Für Fortgeschrittene: vielfältige Filter für Segmente
© Amalyze
Für Fortgeschrittene: vielfältige Filter für Segmente

Zurück zu den Wurzeln

Hier sollte die Arbeit beginnen. Zuerst definiert man, welchen Bereich seiner SP-Kampagnen man steuern möchte. Automatische Kampagnen, Eigenschutz, generische Begriffe oder Angriffe auf bestimmte Marken sind nun ohne viel Aufwand steuerbar und messbar. Selbst Segmente für bestimmte Suchbegriffe oder andere Targets sind direkt filterbar und anzeigengruppen- und kampagnenübergreifend managebar.

Alles in allem heißt es mit den neuen Möglichkeiten schlicht back-to-the-roots, aber bitte nicht alles auf Neustart setzen. Eine neue Werbe- oder Kampagnen-Struktur muss man nicht aufbauen – man kann einfach stündlich genau loslegen. Das sollte der erste Ansatz beim Dayparting sein: ein Verständnis für seine eigene Werbung auf Stundenbasis.
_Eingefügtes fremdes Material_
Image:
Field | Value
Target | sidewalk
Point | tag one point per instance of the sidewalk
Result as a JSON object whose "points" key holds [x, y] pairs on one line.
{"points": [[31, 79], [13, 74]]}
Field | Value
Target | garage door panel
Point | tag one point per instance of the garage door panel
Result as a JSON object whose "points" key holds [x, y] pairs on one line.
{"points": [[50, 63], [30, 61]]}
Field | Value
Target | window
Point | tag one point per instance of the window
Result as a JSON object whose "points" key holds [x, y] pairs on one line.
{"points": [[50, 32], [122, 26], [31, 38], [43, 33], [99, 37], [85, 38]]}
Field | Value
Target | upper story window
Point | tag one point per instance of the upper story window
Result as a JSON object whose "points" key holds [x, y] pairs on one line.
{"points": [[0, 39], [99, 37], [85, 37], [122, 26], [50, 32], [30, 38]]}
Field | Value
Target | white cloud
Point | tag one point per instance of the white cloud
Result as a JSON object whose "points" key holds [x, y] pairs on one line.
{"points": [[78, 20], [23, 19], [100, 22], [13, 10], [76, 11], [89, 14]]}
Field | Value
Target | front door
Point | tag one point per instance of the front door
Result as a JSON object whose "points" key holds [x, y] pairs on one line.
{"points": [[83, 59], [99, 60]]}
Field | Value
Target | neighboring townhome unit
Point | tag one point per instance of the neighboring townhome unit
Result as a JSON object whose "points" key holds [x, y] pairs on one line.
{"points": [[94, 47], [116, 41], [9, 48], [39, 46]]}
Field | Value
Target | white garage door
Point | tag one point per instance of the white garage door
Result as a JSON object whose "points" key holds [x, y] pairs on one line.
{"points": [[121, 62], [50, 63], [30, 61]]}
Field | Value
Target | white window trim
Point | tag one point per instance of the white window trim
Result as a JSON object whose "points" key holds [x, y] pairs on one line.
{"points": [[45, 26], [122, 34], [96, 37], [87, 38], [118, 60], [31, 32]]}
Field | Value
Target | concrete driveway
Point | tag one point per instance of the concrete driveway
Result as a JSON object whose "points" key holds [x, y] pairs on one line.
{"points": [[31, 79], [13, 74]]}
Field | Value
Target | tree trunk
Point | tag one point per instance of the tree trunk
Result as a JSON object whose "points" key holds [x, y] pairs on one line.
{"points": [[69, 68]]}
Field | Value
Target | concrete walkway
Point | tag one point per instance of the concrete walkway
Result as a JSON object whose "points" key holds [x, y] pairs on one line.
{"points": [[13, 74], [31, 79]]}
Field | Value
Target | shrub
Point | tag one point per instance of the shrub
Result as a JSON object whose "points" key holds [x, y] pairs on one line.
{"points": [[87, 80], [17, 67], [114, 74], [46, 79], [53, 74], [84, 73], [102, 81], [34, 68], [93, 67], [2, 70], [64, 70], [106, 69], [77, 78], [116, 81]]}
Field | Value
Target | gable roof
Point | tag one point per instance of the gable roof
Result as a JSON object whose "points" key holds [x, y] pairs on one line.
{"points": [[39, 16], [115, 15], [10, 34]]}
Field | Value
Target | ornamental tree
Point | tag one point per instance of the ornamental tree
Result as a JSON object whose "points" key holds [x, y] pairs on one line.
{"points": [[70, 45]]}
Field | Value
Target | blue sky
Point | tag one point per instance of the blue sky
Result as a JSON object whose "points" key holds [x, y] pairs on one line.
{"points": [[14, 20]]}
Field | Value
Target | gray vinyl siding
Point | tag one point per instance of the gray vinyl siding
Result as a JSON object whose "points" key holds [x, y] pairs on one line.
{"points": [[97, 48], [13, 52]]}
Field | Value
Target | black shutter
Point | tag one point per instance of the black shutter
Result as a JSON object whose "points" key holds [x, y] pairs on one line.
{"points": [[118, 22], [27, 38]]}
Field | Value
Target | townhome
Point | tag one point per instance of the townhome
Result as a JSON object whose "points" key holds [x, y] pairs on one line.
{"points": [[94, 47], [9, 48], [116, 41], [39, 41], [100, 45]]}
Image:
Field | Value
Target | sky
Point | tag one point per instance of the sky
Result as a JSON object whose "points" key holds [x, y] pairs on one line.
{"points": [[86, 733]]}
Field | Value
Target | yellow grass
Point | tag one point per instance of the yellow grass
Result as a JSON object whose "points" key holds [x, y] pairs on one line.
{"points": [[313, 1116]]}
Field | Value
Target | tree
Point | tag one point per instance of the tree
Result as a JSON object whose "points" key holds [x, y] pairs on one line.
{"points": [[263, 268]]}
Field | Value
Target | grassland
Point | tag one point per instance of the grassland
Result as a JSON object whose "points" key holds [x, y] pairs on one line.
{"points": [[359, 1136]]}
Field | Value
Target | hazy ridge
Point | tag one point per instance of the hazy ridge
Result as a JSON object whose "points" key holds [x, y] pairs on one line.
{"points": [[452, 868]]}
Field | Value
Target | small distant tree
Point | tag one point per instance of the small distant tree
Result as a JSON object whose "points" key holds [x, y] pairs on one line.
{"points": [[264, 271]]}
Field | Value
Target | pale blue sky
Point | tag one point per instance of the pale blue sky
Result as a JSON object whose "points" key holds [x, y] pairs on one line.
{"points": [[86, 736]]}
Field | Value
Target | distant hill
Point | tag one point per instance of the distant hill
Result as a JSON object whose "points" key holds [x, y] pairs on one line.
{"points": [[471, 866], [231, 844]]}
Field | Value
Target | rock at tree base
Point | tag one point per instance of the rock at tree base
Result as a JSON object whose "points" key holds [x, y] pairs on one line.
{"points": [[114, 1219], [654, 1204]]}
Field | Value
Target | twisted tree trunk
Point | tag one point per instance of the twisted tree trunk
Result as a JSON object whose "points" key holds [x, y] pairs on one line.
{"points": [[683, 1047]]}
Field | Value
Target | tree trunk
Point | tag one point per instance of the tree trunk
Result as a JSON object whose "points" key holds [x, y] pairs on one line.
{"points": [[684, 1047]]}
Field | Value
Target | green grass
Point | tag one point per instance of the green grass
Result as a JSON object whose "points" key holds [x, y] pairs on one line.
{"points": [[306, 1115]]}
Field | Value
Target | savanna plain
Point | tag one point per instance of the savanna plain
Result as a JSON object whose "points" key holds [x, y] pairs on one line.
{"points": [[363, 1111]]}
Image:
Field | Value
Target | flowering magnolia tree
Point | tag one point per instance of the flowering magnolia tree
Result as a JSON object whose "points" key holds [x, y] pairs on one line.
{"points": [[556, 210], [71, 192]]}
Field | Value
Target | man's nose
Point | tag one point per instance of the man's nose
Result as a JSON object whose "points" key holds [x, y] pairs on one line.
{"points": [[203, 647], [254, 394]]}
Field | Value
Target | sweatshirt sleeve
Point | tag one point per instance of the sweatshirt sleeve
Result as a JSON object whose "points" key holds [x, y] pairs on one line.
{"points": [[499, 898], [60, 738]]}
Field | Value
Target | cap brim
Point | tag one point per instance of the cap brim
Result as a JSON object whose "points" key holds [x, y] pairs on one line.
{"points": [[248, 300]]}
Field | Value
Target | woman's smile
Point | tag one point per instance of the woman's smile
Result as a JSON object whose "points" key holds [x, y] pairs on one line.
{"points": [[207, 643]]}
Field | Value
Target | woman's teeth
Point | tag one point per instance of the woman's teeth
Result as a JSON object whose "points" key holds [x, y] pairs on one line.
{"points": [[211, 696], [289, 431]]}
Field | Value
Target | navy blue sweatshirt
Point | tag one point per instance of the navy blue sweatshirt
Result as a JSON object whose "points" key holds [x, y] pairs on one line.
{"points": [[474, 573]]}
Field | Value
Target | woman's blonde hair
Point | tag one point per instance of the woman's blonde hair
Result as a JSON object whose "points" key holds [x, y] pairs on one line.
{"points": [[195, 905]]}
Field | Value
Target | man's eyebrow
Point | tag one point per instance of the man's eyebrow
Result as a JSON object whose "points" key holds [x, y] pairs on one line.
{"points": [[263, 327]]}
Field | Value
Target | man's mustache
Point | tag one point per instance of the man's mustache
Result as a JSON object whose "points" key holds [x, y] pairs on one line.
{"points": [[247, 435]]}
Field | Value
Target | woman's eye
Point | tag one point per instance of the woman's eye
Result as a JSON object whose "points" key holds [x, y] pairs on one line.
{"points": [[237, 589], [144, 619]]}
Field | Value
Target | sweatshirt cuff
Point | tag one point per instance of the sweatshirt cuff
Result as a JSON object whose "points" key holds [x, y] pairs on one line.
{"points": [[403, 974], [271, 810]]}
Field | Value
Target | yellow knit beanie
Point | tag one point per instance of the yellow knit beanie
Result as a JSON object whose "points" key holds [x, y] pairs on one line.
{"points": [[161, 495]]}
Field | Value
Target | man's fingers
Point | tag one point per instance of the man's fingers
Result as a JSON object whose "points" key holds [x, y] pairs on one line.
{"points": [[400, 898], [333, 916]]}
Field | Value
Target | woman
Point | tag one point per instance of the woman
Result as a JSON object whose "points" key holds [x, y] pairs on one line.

Eine Möglichkeit der Anpassung in diesen Bereichen und eine verbesserte Ausnutzung der täglichen Budgets in den relevanteren Zeiträumen.

Es bleibt dabei weiterhin jedem selbst überlassen, was gemacht werden soll, und ohne Werbeziel ist leider auch weiterhin der Weg egal! Wer an ROAS- oder ACOS-Schönungen interessiert ist, kann hier punkten, sollte dabei aber immer bedenken: 10% ACOS sind genauso 10€ von 100€ wie 10.000€ von 100.000€ - der reine prozentuale Wert gibt immer nur das Verhältnis wieder, aber nicht den eigentlichen Erfolg oder das Erreichen des Zieles.

Aber die angeblichen unbekannten 50% Werbeausgaben, die rausgeworfen sind, gibt es so nicht mehr – jeder entscheidet selbst, was damit gemacht wird!